An important step in applying any thresholding method is the determination of an appropriate value of the threshold. Many approaches have been proposed for calculating the threshold value including the mini-max, universal and Stein’s unbiased risk estimator (SURE) [24] thresholds. The SureShrink denoising method—which uses a hybrid of the universal threshold and the SURE based on soft thresholding—has been widely used and shown to perform well [5, 11]. A wavelet thresholding denoising method that uses a hybrid of the universal threshold and the SURE threshold based on a trimmed thresholding strategy for the UWT coefficients was proposed in [16].

In the present paper, a detailed rigorous derivation of the hybrid SURE with optimized trimmed thresholding strategy is given. Moreover, an optimal value of the trimmed thresholding parameter \(\alpha \) is computed using a simple heuristic technique. In order to illustrate the effectiveness of the proposed method, it is compared with hard thresholding, the SureShrink and the hybrid SURE with trimmed thresholding using a fixed value of \(\alpha \). It is also compared with non-wavelet-based methods such as the short-time Fourier transform (STFT) block thresholding [26], the spectral subtraction [3] and the phase spectrum compensation [23] methods. The extensive simulation study includes both the standard test signals of Donoho and Johnstone [10] and ECG signals. It shows an improvement in the signal-to-noise ratio (SNR) of the denoised signals extracted by the proposed method.
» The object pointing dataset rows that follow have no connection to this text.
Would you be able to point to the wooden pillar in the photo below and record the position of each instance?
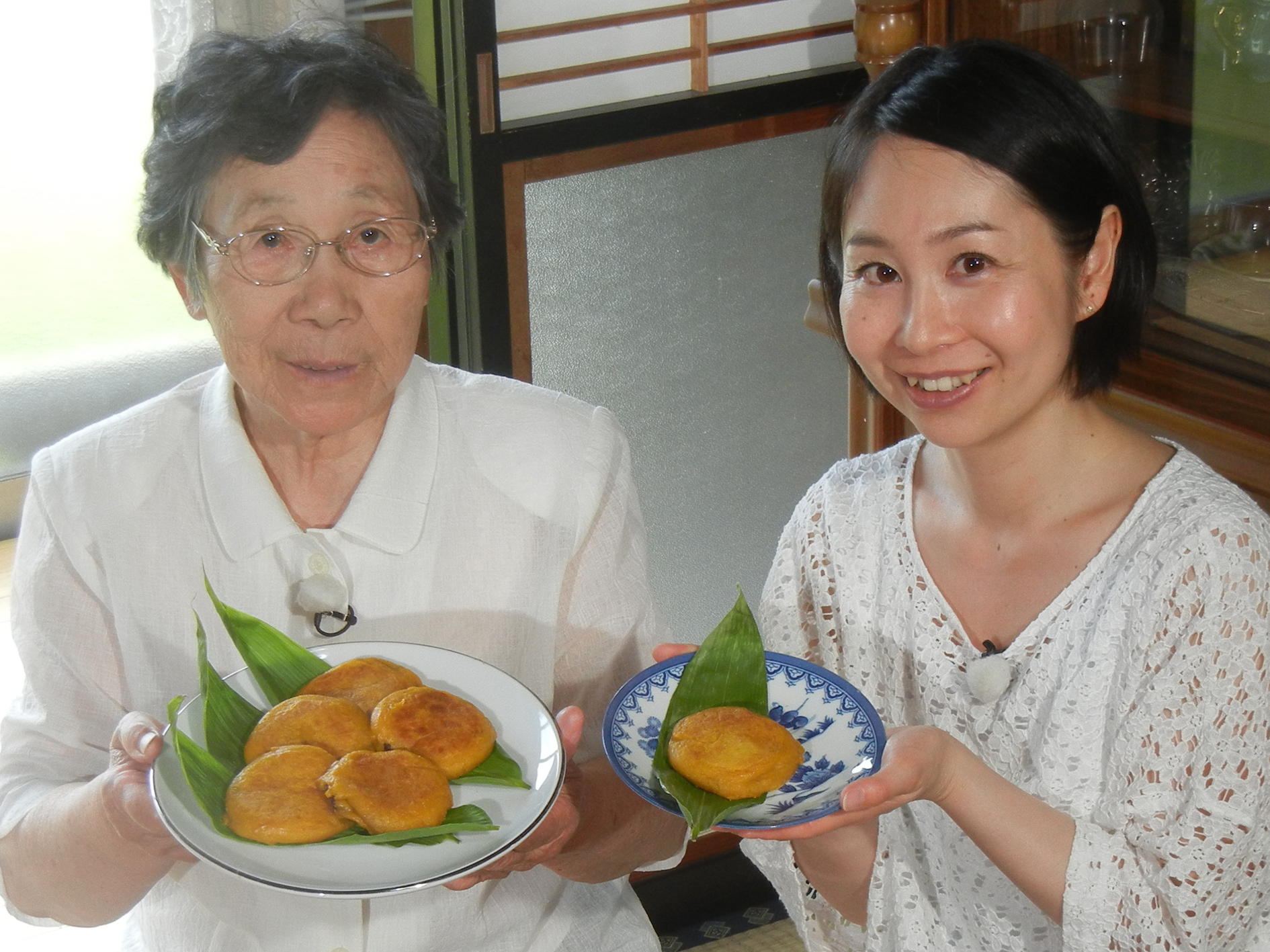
(700, 41)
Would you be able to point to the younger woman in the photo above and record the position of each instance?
(987, 259)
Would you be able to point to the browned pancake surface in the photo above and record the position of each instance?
(733, 752)
(389, 791)
(278, 797)
(335, 724)
(364, 681)
(446, 729)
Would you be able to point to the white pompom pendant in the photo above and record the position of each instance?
(988, 677)
(322, 593)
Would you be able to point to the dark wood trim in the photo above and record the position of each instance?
(1213, 396)
(790, 36)
(936, 22)
(681, 112)
(596, 69)
(1238, 455)
(699, 38)
(554, 167)
(517, 271)
(620, 19)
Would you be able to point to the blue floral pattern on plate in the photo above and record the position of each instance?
(840, 732)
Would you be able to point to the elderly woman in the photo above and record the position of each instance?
(295, 187)
(1063, 621)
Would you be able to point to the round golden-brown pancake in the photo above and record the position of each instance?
(329, 722)
(386, 791)
(733, 752)
(443, 728)
(280, 797)
(364, 681)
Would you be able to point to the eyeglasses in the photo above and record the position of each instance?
(380, 248)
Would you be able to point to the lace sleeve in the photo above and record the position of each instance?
(788, 619)
(1175, 856)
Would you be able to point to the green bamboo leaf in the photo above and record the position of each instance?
(278, 664)
(498, 769)
(208, 777)
(728, 670)
(460, 819)
(228, 718)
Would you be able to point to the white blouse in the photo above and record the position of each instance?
(496, 518)
(1140, 705)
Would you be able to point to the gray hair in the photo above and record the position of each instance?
(259, 98)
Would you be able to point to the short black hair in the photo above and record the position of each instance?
(1020, 114)
(259, 98)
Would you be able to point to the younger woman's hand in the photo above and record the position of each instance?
(919, 763)
(663, 653)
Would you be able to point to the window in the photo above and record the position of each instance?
(88, 325)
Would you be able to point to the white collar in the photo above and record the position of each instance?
(388, 508)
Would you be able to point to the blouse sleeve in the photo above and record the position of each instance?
(606, 625)
(1175, 855)
(58, 732)
(788, 622)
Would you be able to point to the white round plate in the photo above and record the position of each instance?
(839, 729)
(526, 732)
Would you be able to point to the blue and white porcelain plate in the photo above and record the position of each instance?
(841, 734)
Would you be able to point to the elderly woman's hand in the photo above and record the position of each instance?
(125, 789)
(559, 826)
(88, 852)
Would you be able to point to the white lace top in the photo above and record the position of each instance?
(1140, 705)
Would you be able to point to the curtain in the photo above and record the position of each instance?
(178, 23)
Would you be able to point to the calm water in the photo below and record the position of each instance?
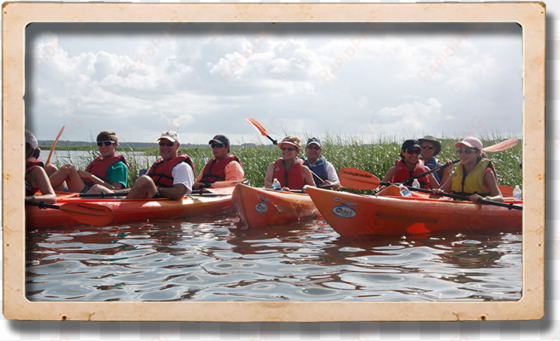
(217, 259)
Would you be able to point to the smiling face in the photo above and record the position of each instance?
(412, 157)
(428, 150)
(219, 150)
(313, 152)
(465, 157)
(168, 149)
(107, 148)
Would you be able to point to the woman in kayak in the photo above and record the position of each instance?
(289, 169)
(475, 176)
(409, 166)
(107, 171)
(36, 179)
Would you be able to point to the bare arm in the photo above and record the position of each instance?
(42, 181)
(268, 178)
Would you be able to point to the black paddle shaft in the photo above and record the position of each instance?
(462, 197)
(427, 172)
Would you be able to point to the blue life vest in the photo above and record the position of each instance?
(319, 168)
(433, 163)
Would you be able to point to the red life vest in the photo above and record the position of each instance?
(99, 167)
(403, 173)
(29, 165)
(160, 171)
(216, 170)
(294, 178)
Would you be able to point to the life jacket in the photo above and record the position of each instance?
(403, 173)
(100, 166)
(468, 185)
(294, 178)
(29, 165)
(319, 168)
(160, 171)
(216, 170)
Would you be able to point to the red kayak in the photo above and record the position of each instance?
(390, 214)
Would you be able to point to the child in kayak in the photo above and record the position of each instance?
(36, 178)
(222, 167)
(409, 166)
(475, 176)
(289, 170)
(107, 171)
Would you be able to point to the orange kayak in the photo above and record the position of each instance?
(259, 206)
(352, 214)
(131, 209)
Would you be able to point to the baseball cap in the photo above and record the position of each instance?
(220, 139)
(170, 135)
(314, 140)
(409, 144)
(30, 139)
(470, 141)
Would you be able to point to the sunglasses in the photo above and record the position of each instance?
(466, 151)
(413, 151)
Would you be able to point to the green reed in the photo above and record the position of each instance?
(342, 152)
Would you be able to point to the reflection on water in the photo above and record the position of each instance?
(216, 259)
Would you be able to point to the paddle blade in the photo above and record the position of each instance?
(257, 125)
(54, 144)
(358, 179)
(498, 147)
(88, 213)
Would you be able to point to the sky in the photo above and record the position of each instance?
(361, 82)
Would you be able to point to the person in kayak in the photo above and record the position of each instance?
(36, 178)
(107, 171)
(475, 176)
(289, 169)
(319, 165)
(409, 166)
(222, 167)
(171, 176)
(430, 148)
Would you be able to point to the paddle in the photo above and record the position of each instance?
(359, 179)
(261, 129)
(85, 213)
(498, 147)
(54, 144)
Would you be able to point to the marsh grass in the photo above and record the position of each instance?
(342, 152)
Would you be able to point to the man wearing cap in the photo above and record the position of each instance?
(289, 170)
(319, 164)
(410, 166)
(36, 179)
(171, 176)
(222, 167)
(430, 148)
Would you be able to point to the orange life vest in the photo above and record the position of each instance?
(160, 171)
(216, 170)
(403, 173)
(294, 178)
(29, 165)
(99, 167)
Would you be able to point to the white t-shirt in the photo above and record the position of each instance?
(183, 174)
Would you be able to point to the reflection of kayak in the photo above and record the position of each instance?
(257, 206)
(134, 209)
(352, 214)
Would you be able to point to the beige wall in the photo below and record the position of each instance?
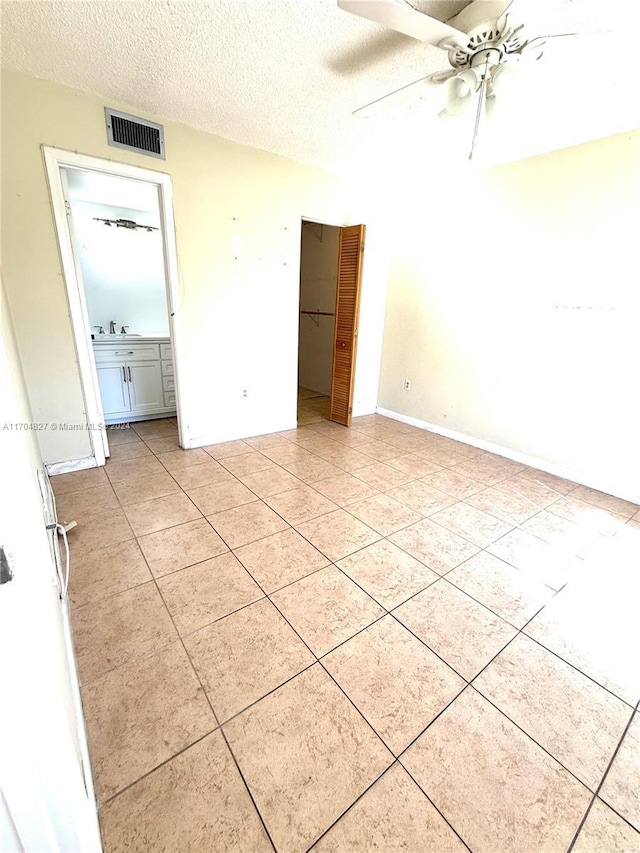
(318, 279)
(238, 309)
(513, 308)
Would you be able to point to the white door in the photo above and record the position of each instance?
(145, 386)
(114, 388)
(46, 793)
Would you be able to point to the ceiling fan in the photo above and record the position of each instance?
(484, 42)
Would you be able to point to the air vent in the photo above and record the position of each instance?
(134, 134)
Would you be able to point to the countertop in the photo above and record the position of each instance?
(131, 339)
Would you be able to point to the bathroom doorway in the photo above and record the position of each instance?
(115, 228)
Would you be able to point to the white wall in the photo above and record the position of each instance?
(318, 277)
(122, 269)
(238, 213)
(43, 794)
(513, 308)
In Sect. 2 the signal denoising problem is formulated and wavelet-based extraction methods are reviewed. In Sect. 3 the hybrid SURE with soft thresholding (SureShrink) is surveyed. In Sect. 4 a detailed derivation of the hybrid SURE with optimized trimmed thresholding and the corresponding implementation algorithm are given. In Sect. 5 the proposed method is applied to test signals as well as ECG signals all contaminated by background additive white Gaussian noise (AWGN). A comparison of the denoising results for different noise levels is made.

2 Wavelet-Based Denoising

A sampled noisy signal \(y=\left( {y_1 ,y_2 ,\,\ldots ,\,y_n } \right) ^\mathrm{T}\,\) is generated as

$$\begin{aligned} y=f+\sigma e, \end{aligned}$$
(1)

where f is a vector of samples of a clean signal, e is a vector of independent identically distributed (i.i.d) zero mean Gaussian noises with unit variance \(N\left( {0,1} \right) \), and \(\sigma \) is the noise level which may be known or unknown. The UWT [18] removes the downsampling operator from the usual implementation of the DWT and upsamples the filter responses, thereby inserting holes between nonzero filter taps. The UWT of the one-dimensional signal y in (1) with sample length \(2^{J}\) leads to a set of coefficients \(\mathcal{W}=\left\{ {\hat{c}_{j_0 ,k} ,\hat{d}_{j,k} } \right\} , \quad k=0,1,\ldots ,2^{J}-1,\,j=j_{0\,} ,\ldots ,J-1\), where \(\hat{c}_{j_0,k}\) and \(\hat{d}_{j,k} \,\) are, respectively, the scaling and wavelet coefficients of the noisy data and \(j_{0\,} \) is the coarsest resolution level.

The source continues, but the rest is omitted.